Les cybercriminels qui ont développé TrickBot ont ajouté une nouvelle porte dérobée nommée “PowerTrick” pour pouvoir infiltré leurs cibles.

Selon les chercheurs de SentinelLabs, PowerTrick est conçu pour exécuter des commandes et retourner des résultats sous le format Base64. Il est déployé en tant que module après que l’infection initiale de TrickBot ait pris le contrôle du PC de la victime.

“L’objectif de la porte dérobée PowerTrick et son approche est de contourner les restrictions et les contrôles de sécurité pour s’adapter et exploiter les réseaux sécurisés,” selon l’analyse.

Les chercheurs de la firme de sécurité informatique ont observé le déploiement d’un script de petite porte dérobée, parfois sous la forme de tâche PowerShell, qui établit un contact avec le serveur command-and-control (C2).

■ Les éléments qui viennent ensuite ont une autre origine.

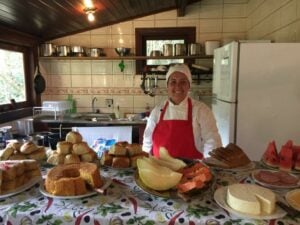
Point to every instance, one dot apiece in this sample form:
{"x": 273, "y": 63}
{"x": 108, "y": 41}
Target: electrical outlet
{"x": 109, "y": 102}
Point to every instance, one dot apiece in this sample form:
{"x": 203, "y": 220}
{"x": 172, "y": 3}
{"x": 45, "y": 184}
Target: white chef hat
{"x": 182, "y": 68}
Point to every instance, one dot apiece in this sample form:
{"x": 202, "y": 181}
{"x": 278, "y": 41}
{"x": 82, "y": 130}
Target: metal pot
{"x": 95, "y": 52}
{"x": 46, "y": 49}
{"x": 63, "y": 50}
{"x": 77, "y": 51}
{"x": 194, "y": 49}
{"x": 180, "y": 49}
{"x": 168, "y": 49}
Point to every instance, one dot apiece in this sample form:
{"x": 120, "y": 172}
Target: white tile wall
{"x": 214, "y": 20}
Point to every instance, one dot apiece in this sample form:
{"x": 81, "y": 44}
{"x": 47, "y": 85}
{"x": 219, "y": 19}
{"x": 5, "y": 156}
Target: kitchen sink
{"x": 97, "y": 117}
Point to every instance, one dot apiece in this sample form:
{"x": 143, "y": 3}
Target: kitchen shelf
{"x": 124, "y": 57}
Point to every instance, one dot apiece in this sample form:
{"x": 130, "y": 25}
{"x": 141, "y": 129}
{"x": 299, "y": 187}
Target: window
{"x": 12, "y": 77}
{"x": 147, "y": 38}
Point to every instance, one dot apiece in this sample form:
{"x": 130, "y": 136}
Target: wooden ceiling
{"x": 50, "y": 19}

Après cela, les opérateurs du malware envoie la première commande qui est de télécharger la principale porte dérobée PowerTrick.

Une fois installée, la porte dérobée PowerTrick exécute ses fonctions de porte dérobée. Elle exécute une vérification du réseau et ensuite envoie des requêtes en boucle en attendant les prochaines commandes qu’elle recevra. Elle les exécute et renvoie des résultats ou des erreurs. Elle peut aussi se mettre en mode sommeil pendant un certain temps si on lui demande.

trickbot

Les opérateurs de TrickBot utilisent leur accès pour effectuer d’autres tâches, principalement en tirant parti des utilités PowerShell. Par exemple, les chercheurs de SentinelLabs ont remarqué que PowerTrick téléchargeait “letmein”, un script PowerShell qui permet de se connecter à la framework Metasploit, pour effectuer une reconnaissance et identifier les autres machines pour répandre l’infection de TrickBot.

metasploit trickbot

“Une fois que le système et le réseau ont été identifié, les hackers décident si ils nettoient les traces de leur passage et passent à une autre cible, ou si ils effectuent un mouvement latéral à l’intérieur de l’environnement vers des systèmes important comme des portails financiers,” ont expliqué les chercheurs

En plus de Metasploit, la porte dérobée fait aussi appel à d’autres morceaux de code qui fonctionnent aussi comme des portes dérobées. Cela inclut la variante DNS Anchor Project de TrickBot et le malware More_eggs JScript (aussi connu sous le nom de Terra Loader ou SpicyOmelette) qui sont vendus sur le Dark Web. Les cybercriminels semblent aussi utilisés l’exécution direct de shellcode via PowerTrick pour déployer des payloads.

Utilisé une porte dérobée en tant que portail vers plus de portes dérobées aide à ne pas se faire détecter, selon les chercheurs de SentinelLabs.

“C’est quelque chose que nous avons observé fréquemment, les hackers modifient ou créent de nouveaux systèmes de déploiement pour contourner les restrictions et les contrôles de sécurité,” ont dit les chercheurs.

TrickBot continue d’évoluer

TrickBot a été développé en 2016 en tant que malware bancaire pour remplacer le trojan bancaire Dyre. Cependant, TrickBot est devenu un malware couteau-suisse utilisé spécialement pour cibler les entreprises. L’ajout de PowerTrick à son arsenal est normal et colle parfaitement au développement continu et rapide du malware.

Récemment nous vous informions que TrickBot s’attaquait aussi aux clés SSH et VPN. Ce logiciel malveillant continue d’évoluer et d’incorporer de nouvelles fonctions.